PT e PC do B querem o voto proporcional com lista partidária fechada para as eleições proporcionais, já derrotada na Câmara, em 2009, por um bloco formado por PR, PP, PTB e PDT.

O PT já avisou, por meio do ex-ministro José Dirceu, que considera o fim da reeleição uma estratégia contra o partido.

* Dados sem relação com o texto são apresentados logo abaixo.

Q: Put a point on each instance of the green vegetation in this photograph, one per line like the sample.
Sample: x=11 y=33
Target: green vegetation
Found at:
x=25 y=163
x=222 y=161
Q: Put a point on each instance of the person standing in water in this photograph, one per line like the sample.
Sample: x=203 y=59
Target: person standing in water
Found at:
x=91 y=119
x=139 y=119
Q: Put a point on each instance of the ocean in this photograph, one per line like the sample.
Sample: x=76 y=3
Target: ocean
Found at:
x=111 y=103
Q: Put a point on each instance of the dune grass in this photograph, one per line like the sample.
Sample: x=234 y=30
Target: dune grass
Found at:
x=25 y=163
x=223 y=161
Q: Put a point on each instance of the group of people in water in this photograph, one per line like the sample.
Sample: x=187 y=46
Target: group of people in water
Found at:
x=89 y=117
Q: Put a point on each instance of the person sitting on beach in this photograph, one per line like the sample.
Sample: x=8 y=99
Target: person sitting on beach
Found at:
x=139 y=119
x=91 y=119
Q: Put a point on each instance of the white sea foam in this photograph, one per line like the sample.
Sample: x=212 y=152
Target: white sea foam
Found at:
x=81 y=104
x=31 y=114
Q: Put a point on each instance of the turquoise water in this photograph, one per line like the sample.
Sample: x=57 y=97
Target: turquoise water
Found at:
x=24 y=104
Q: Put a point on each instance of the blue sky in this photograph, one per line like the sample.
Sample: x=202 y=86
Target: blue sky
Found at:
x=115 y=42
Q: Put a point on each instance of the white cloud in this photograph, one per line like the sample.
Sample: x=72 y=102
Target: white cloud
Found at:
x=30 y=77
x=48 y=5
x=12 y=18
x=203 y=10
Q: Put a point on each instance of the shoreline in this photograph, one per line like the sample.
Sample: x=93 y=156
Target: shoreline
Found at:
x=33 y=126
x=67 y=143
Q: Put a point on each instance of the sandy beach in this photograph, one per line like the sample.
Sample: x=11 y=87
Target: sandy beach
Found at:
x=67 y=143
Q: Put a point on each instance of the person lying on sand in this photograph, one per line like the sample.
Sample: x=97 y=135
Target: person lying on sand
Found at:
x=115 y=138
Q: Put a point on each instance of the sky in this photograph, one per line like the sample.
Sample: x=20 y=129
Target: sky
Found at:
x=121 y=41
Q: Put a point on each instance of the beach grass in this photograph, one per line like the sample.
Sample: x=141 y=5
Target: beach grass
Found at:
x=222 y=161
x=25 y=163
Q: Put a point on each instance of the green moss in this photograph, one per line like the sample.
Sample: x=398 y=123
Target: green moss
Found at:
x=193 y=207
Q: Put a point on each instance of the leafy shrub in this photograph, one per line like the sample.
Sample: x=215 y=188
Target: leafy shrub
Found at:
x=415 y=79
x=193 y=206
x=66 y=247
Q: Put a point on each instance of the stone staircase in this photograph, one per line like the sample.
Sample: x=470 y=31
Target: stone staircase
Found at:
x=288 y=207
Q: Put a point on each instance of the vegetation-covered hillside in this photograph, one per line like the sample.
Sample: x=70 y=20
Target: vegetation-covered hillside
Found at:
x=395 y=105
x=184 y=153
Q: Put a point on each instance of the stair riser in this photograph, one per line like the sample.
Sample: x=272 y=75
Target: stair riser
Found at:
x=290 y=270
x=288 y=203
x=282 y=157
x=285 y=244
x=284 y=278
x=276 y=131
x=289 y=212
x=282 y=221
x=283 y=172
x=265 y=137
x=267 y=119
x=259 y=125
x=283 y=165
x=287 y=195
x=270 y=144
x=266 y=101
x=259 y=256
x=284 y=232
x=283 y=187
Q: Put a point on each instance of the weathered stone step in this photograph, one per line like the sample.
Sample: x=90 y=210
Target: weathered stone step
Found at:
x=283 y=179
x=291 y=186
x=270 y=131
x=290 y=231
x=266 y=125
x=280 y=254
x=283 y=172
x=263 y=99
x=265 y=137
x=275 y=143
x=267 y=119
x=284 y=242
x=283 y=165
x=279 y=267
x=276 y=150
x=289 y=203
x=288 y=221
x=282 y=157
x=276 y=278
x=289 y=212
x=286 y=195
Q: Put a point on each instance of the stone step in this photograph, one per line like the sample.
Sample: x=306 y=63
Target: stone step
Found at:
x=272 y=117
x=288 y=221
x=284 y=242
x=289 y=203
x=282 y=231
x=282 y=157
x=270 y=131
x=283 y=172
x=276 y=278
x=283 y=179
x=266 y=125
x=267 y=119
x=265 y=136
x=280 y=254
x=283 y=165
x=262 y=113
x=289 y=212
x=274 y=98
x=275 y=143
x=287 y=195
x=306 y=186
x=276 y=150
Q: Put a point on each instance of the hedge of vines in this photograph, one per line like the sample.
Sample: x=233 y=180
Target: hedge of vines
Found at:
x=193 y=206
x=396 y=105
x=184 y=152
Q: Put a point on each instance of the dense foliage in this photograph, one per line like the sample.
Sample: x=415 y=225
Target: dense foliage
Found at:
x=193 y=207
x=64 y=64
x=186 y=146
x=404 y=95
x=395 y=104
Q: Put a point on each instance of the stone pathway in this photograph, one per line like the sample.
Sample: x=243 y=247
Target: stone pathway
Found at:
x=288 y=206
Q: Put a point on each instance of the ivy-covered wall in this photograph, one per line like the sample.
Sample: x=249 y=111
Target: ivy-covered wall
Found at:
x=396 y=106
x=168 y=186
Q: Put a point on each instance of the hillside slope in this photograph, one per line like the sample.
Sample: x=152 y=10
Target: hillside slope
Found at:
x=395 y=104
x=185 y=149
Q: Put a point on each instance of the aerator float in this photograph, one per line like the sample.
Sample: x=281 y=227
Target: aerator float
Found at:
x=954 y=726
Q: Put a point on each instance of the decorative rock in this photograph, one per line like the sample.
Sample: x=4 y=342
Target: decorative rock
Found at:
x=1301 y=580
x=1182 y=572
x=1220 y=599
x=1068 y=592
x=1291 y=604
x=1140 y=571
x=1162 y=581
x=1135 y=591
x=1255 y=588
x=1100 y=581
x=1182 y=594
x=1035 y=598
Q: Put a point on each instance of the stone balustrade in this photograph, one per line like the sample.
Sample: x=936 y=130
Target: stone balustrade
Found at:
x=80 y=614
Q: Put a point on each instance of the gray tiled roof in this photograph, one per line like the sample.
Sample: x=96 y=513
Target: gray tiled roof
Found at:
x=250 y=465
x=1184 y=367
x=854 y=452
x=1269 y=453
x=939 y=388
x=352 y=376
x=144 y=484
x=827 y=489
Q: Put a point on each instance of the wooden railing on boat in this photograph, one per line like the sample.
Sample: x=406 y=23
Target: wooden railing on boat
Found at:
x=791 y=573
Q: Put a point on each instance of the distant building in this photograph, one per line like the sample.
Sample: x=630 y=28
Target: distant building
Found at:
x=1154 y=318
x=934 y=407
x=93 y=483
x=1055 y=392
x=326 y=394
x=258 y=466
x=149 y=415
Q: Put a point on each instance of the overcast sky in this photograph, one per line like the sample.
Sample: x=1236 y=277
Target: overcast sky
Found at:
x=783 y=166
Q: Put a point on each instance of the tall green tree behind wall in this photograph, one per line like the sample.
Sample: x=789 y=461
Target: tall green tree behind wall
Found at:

Legendas de médio porte, como PR, PTB, PSC, PP, não aceitam o fim das coligações nas eleições proporcionais, porque sem elas perdem competitividade eleitoral e o poder de barganha que lhes dá o tempo de TV. Tantas diferenças indicam que a reforma provavelmente será reduzida a um acordo de compadres em torno de mudanças pontuais.

Infidelidade

A defesa da fidelidade partidária começa a ficar restrita aos grandes partidos - PT, PMDB e PSDB - e, circunstancialmente, ao DEM, que vive uma sangria em seus quadros. As legendas de pequeno e médio porte querem, no mínimo, uma janela para a troca de partido a cada dois anos - ou duas vezes durante o exercício do mandato parlamentar. Mas também há os que defendam o fim puro e simples da restrição, sob o argumento de que não favorece os partidos, nem os parlamentares nem os eleitores. "Só serve aos caciques políticos", concordaram o deputado Miro Teixeira (PDT-RJ) e a senadora Kátia Abreu (TO), em encontro casual na última semana.

Sem pressa

O deputado Almeida Lima (PMDB-SE), presidente da comissão especial da Câmara, rejeita a pressão por um ritmo mais acelerado da reforma política porque entende que conspira contra a democratização do processo. Sem críticas ao ritmo veloz do Senado, ele sustenta que o debate não pode excluir a sociedade civil, que representa o eleitorado.

Código Florestal

A Frente Parlamentar da Agropecuária promove uma passeata com mais de 20 mil produtores rurais, depois de amanhã, na Esplanada dos Ministérios, pela votação imediata do texto da reforma do Código Florestal do deputado Aldo Rebelo (PC do B-SP), contestado por ambientalistas e pelo PT, mas de interesse do governo. Para o mesmo dia está programada uma mobilização de produtores rurais em todo o País. Setores do Congresso temem tumultos a partir de uma possível reação de opositores da reforma.

Ex-amigos

O prefeito de Recife, João da Costa (PT), pode enfrentar o ex-padrinho político, seu antecessor no cargo, João Paulo Lima (PT), em 2012. Aliados no passado, os dois estão rompidos. Decidido a voltar à prefeitura, mas sem apoio do PT, João Paulo negocia com o governador Eduardo Campos sua ida para o PSB.